Too often, people overlook the importance of their credit rating and how it affects many different things in their life. Your credit rating can affect the interest rate for loans that are made available to you as well as your employment and housing opportunities. Sometimes, blemishes on your credit history will start to show adverse effects when you need to purchase a car, when you would like to move into a new house, or when you need a loan to handle a financial emergency. If there are blemishes on your credit history, you will be paying extra in the form of higher interest rates, shorter loan terms, and additional fees for obtaining the loan itself.
What Creates A Poor Credit Rating?
A poor credit rating usually occurs for one of two reasons. The first is a number of missed payments or a pattern of late payments, which can lead to repossession and/or collection efforts directed toward the account holder. The low credit rating will affect any purchases that require a line of credit and is a reason for the rejection of a credit application by most lenders.
The reason lenders deny credit applications based on a poor credit rating is because they gauge their risk of lending money to you based on your previous practices dealing with debt obligations. By simply looking at your credit history, lenders can determine if you have abused your ability to obtain credit and your level of responsibility when handling your debts after receiving lines of credit. If a lender has determined that you are a credit risk based on your credit history, they will most likely deny your application for any type of financial assistance that you seek.
The second reason that a poor credit rating can occur is too many open credit accounts or maxing out the credit that you have obtained.
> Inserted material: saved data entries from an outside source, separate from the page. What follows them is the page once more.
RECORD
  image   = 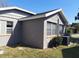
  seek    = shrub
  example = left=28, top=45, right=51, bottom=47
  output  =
left=48, top=37, right=63, bottom=48
left=65, top=27, right=72, bottom=34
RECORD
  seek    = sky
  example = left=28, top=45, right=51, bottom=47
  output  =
left=3, top=0, right=79, bottom=24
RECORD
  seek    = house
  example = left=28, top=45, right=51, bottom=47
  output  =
left=0, top=7, right=68, bottom=49
left=0, top=7, right=36, bottom=46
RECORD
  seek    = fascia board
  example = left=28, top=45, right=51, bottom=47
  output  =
left=19, top=14, right=45, bottom=21
left=0, top=7, right=36, bottom=15
left=45, top=9, right=62, bottom=17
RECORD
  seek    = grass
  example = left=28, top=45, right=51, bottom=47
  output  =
left=0, top=45, right=77, bottom=58
left=0, top=34, right=79, bottom=58
left=71, top=34, right=79, bottom=38
left=0, top=46, right=62, bottom=58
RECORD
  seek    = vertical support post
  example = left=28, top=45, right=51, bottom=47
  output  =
left=57, top=19, right=59, bottom=37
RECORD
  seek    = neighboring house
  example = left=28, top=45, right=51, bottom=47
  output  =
left=0, top=7, right=68, bottom=49
left=70, top=23, right=79, bottom=33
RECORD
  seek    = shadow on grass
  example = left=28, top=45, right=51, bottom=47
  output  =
left=70, top=37, right=79, bottom=43
left=62, top=46, right=79, bottom=58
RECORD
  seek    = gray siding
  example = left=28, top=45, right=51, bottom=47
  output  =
left=46, top=14, right=64, bottom=25
left=7, top=21, right=22, bottom=46
left=21, top=14, right=65, bottom=49
left=0, top=21, right=22, bottom=46
left=43, top=14, right=64, bottom=49
left=0, top=9, right=32, bottom=46
left=22, top=18, right=44, bottom=48
left=0, top=9, right=67, bottom=49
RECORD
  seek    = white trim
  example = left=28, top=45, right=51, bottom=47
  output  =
left=45, top=9, right=62, bottom=17
left=0, top=7, right=36, bottom=15
left=19, top=14, right=45, bottom=21
left=19, top=8, right=66, bottom=22
left=60, top=10, right=68, bottom=24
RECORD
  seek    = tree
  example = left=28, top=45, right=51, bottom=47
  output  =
left=73, top=10, right=79, bottom=33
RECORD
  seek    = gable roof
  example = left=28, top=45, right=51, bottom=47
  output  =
left=20, top=8, right=68, bottom=25
left=36, top=9, right=59, bottom=15
left=0, top=7, right=36, bottom=15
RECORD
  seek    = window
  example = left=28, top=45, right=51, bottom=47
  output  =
left=51, top=24, right=56, bottom=35
left=47, top=22, right=64, bottom=35
left=59, top=25, right=63, bottom=34
left=6, top=21, right=13, bottom=34
left=47, top=22, right=51, bottom=35
left=47, top=22, right=57, bottom=35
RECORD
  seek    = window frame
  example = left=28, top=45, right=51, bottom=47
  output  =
left=6, top=21, right=13, bottom=34
left=47, top=21, right=64, bottom=36
left=47, top=22, right=57, bottom=35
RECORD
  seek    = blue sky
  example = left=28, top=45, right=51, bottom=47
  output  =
left=6, top=0, right=79, bottom=24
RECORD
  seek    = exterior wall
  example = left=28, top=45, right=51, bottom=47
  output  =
left=7, top=21, right=22, bottom=46
left=0, top=9, right=67, bottom=49
left=0, top=10, right=33, bottom=21
left=46, top=14, right=64, bottom=25
left=0, top=10, right=32, bottom=46
left=22, top=18, right=44, bottom=48
left=0, top=35, right=11, bottom=46
left=0, top=21, right=6, bottom=34
left=43, top=14, right=64, bottom=49
left=0, top=20, right=22, bottom=46
left=22, top=14, right=65, bottom=49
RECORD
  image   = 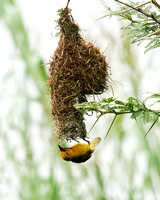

Too many credit obligations can cause an individual to fall behind on payments or simply miss payments all together if some sort of financial hardship occurs. If lenders believe that an individual is living on a circle of revolving credit rather than using credit to supplement their income, the lenders will determine that the person will not have the money to repay any additional lines of credit that they extend to the person.
It is important for every person to know where they stand with their credit rating. The credit market is more stringent today than it has ever been and it is vital to have a desirable credit profile if you need to use credit in the future. If the person is aware of the standing of their credit rating, the easier it will be for them make the right financial decisions the future.